The Lee County Board of Commissioners approved the hearing examiner's remand recommendation for the proposed Southeast Water Reclamation Facility, a rezoning of about 112 acres from agricultural (AG2) to community facilities planned development, after an extended public record featuring legal and technical objections.
Anthony Rodriguez of the zoning section summarized the remand case (DCI 202300011), noting the board previously remanded the matter following a circuit-court order (Spahn et al v. Lee County) and that the hearing examiner had issued an updated recommendation of approval subject to conditions and deviations. County staff and the applicant were present, and counsel asked that any board motion be based solely on competent, substantial evidence in the record.
Petitioner Marsha Ellis told the board she was bringing historical evidence back to the record dating to 2017 and alleged legal inconsistencies, improper withholding of exhibits and continued construction she said "defied" a judge's order. Ellis urged the board to deny the rezoning on due-process grounds.

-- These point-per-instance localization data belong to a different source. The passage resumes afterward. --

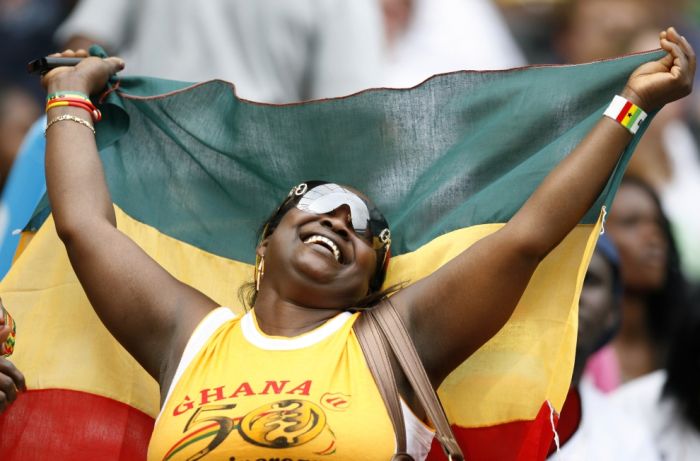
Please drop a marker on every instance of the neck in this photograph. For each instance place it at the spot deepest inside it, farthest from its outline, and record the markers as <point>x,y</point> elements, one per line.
<point>277,316</point>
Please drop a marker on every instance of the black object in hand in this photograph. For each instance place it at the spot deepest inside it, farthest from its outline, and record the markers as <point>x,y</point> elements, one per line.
<point>43,65</point>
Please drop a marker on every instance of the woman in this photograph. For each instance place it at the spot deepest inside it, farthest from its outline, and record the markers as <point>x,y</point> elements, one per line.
<point>318,259</point>
<point>654,288</point>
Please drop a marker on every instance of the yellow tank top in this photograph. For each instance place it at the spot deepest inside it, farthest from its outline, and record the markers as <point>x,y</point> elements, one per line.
<point>240,395</point>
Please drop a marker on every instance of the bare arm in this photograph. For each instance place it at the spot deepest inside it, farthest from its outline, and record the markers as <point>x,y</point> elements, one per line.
<point>143,306</point>
<point>461,306</point>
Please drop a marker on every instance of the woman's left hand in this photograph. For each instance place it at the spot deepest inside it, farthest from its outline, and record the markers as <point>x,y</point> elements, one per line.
<point>654,84</point>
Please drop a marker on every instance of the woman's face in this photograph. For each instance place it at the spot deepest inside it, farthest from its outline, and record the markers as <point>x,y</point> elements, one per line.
<point>597,308</point>
<point>318,260</point>
<point>635,226</point>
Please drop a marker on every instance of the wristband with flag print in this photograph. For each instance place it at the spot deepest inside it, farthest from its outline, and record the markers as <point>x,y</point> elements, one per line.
<point>8,346</point>
<point>626,113</point>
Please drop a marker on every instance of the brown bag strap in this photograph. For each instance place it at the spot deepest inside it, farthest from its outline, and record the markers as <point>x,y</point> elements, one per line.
<point>376,350</point>
<point>401,343</point>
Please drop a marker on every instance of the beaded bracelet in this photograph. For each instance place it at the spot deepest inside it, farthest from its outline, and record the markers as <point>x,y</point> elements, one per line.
<point>626,113</point>
<point>95,113</point>
<point>72,118</point>
<point>72,94</point>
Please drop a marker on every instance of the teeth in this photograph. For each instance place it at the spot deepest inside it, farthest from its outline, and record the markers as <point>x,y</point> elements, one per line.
<point>327,242</point>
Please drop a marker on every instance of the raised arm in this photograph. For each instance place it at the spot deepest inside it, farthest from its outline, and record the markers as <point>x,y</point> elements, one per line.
<point>144,307</point>
<point>458,308</point>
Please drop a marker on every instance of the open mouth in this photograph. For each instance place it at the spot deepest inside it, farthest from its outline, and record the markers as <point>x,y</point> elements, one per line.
<point>326,243</point>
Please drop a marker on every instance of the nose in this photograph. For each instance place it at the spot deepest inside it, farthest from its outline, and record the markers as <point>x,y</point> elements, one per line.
<point>338,221</point>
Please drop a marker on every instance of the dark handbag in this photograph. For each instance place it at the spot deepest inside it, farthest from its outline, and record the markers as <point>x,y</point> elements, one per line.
<point>380,332</point>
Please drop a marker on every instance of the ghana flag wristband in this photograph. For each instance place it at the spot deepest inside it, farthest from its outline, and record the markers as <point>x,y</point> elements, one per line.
<point>626,113</point>
<point>8,346</point>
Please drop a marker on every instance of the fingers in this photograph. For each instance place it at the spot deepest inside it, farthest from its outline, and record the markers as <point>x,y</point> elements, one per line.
<point>683,64</point>
<point>116,64</point>
<point>11,382</point>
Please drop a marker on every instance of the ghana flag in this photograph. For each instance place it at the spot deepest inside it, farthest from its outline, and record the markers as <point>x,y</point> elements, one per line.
<point>194,171</point>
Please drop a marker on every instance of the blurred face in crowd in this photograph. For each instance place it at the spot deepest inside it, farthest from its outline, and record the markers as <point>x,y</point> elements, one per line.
<point>600,29</point>
<point>17,113</point>
<point>597,310</point>
<point>635,226</point>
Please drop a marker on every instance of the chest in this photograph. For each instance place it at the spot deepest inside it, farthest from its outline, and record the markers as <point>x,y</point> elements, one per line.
<point>239,401</point>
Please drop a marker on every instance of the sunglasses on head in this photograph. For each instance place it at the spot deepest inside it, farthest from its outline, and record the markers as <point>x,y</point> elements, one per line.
<point>320,197</point>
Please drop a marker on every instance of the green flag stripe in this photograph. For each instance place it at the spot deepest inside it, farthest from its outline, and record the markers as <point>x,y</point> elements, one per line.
<point>205,167</point>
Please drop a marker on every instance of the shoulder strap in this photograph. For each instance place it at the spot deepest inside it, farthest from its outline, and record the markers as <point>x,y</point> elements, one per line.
<point>401,343</point>
<point>376,350</point>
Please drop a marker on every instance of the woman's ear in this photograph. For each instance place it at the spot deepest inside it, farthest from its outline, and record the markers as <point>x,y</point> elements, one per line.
<point>262,248</point>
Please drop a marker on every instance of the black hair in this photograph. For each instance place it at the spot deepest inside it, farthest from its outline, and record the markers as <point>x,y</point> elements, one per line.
<point>667,305</point>
<point>683,366</point>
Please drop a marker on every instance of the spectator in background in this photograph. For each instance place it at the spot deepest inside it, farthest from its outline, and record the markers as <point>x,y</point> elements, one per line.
<point>668,401</point>
<point>667,157</point>
<point>26,27</point>
<point>273,51</point>
<point>18,110</point>
<point>654,288</point>
<point>11,379</point>
<point>429,37</point>
<point>589,427</point>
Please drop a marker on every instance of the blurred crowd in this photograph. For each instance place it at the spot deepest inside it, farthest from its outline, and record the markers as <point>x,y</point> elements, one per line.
<point>640,345</point>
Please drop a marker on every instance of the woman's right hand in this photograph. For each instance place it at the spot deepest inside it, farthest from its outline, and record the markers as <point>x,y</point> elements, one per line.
<point>89,76</point>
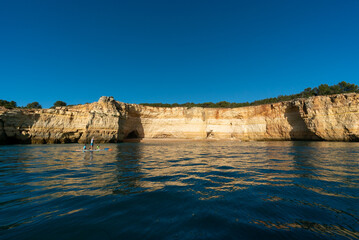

Several supporters, including Derek Felder and Neil Montgomery, urged the board to uphold the hearing examiner's recommendation and argued the county complied with statutory planning obligations. Petitioner Peter Spahn described the parcel's hydrological history and alleged selective use of monitoring data by the county.
Serge Thomas, a professor and water-quality expert at Florida Gulf Coast University's Water School, raised technical objections, saying a Jacobs engineering report found effluent would be intentionally released into surrounding wetlands in a way that could exceed total maximum daily loads (TMDLs) for nitrogen and introduce contaminants such as PFAS and endocrine disruptors. He also warned wetland saturation could increase bird use near flight paths, creating an aviation safety risk.
County counsel responded that the remand hearing was limited to the three issues specified by the court, that notice was adequate, and that the court order did not include a stop-work injunction; counsel noted construction was continuing and that appeals of court orders were pending. Counsel advised the board to base any action solely on the competent evidence in the record. A commissioner moved to adopt the hearing examiner's recommendation on that basis; the motion was seconded, no objections were recorded, and the motion carried.
The approval resolves the remand at the land-use stage but does not foreclose judicial challenges; staff and counsel indicated related appeals and potential circuit-court challenges could follow. The project will proceed to development-stage review and any required environmental permitting.